Ms Persson and her team believe that the fish might be attracted to more active shoalmates as they appear more visually stimulating, which could be increasing their attractiveness to other fish, but they hope to further investigate the possible reasons for these preferences.
“We originally hypothesised that fish would choose to associate with other fish that exhibited a lower metabolic rate in order to reduce competition for mates and food,” explains Ms Persson, “but we were surprised to find the opposite result! The majority of fish prefer to associate with others that have higher metabolic rates.”
Ms Persson hopes that this research highlights the importance of non-visual factors in group preferences: “Previous research has shown that fish display shoaling preferences based on visual traits such as body size and colouration, but it is also important to examine the role of metabolic rate on group living preferences.”
The metabolic rate of an animal has a large influence on its behaviour and can affect their ability to search for food and avoid predators. “Higher metabolic rates are known to be more associated with bolder behaviours such as exploration, which could mean they are more successful at finding food, but also more at risk of being predated,” says Ms Persson.
While it seems counter-intuitive to swim with metabolically superior fish, Ms Persson says that less active fish might actually benefit from swimming with more energised swimmers, by swimming in their wake and gaining an energy-saving hydrodynamic boost, while possibly being less at risk of being eaten by predators.
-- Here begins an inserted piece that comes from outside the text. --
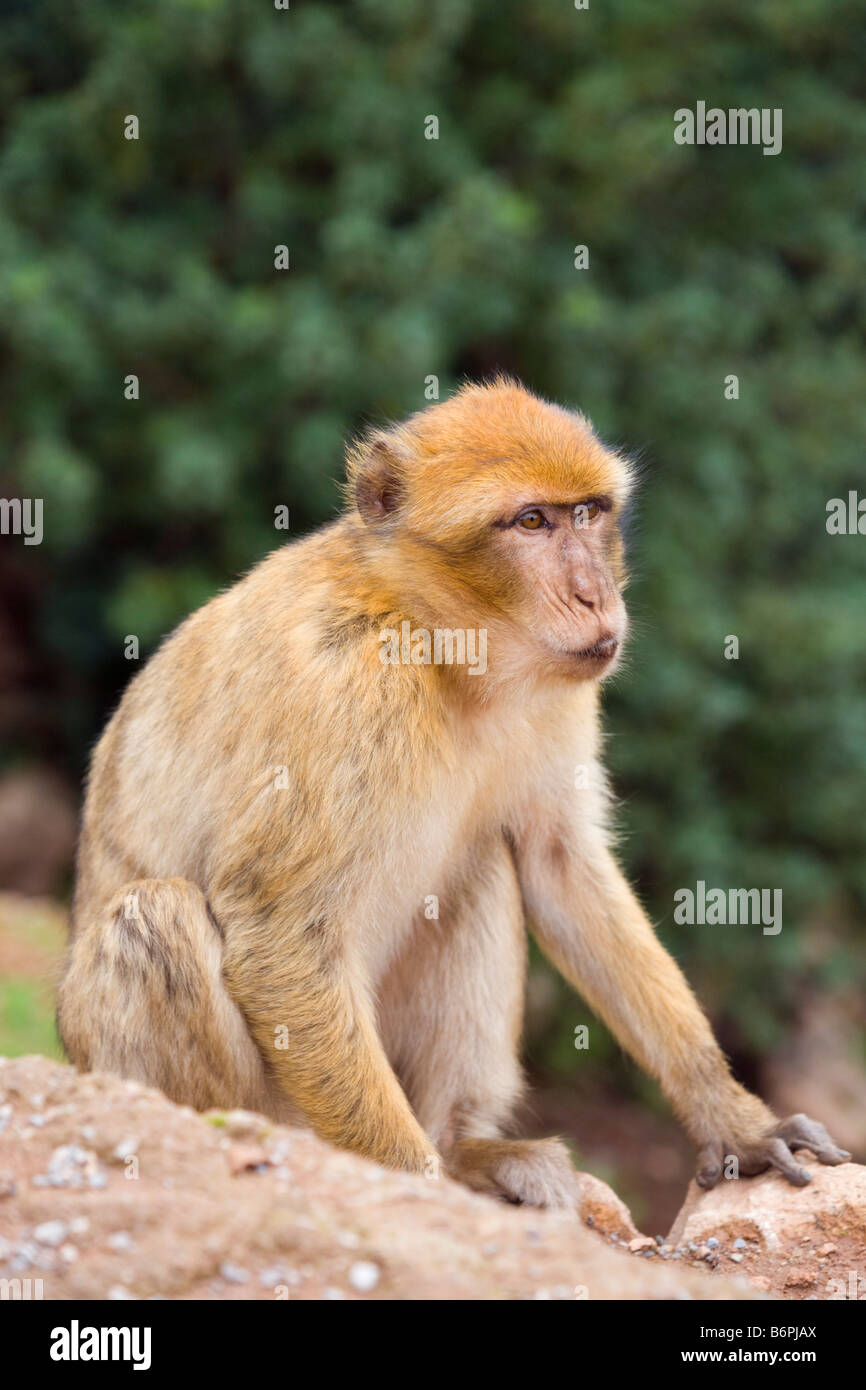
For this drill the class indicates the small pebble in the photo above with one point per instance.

Ms Persson’s research also highlights the ecological and environmental implications of metabolic influences. “Fish that shoal with a certain group are perhaps more likely to mate within that group, which can drive evolutionary selection pressures,” explains Ms Persson, “it is also important to understand the factors affecting collective behaviour and how these might be affected by climate change.”
To compare differences in metabolic rate between fish, the team used respirometry to measure oxygen consumption and separated the fish into groups depending on their metabolic rate and body size. They observe which groups prove to be more popular with single fish and produce heat maps that track where the single fish moves to.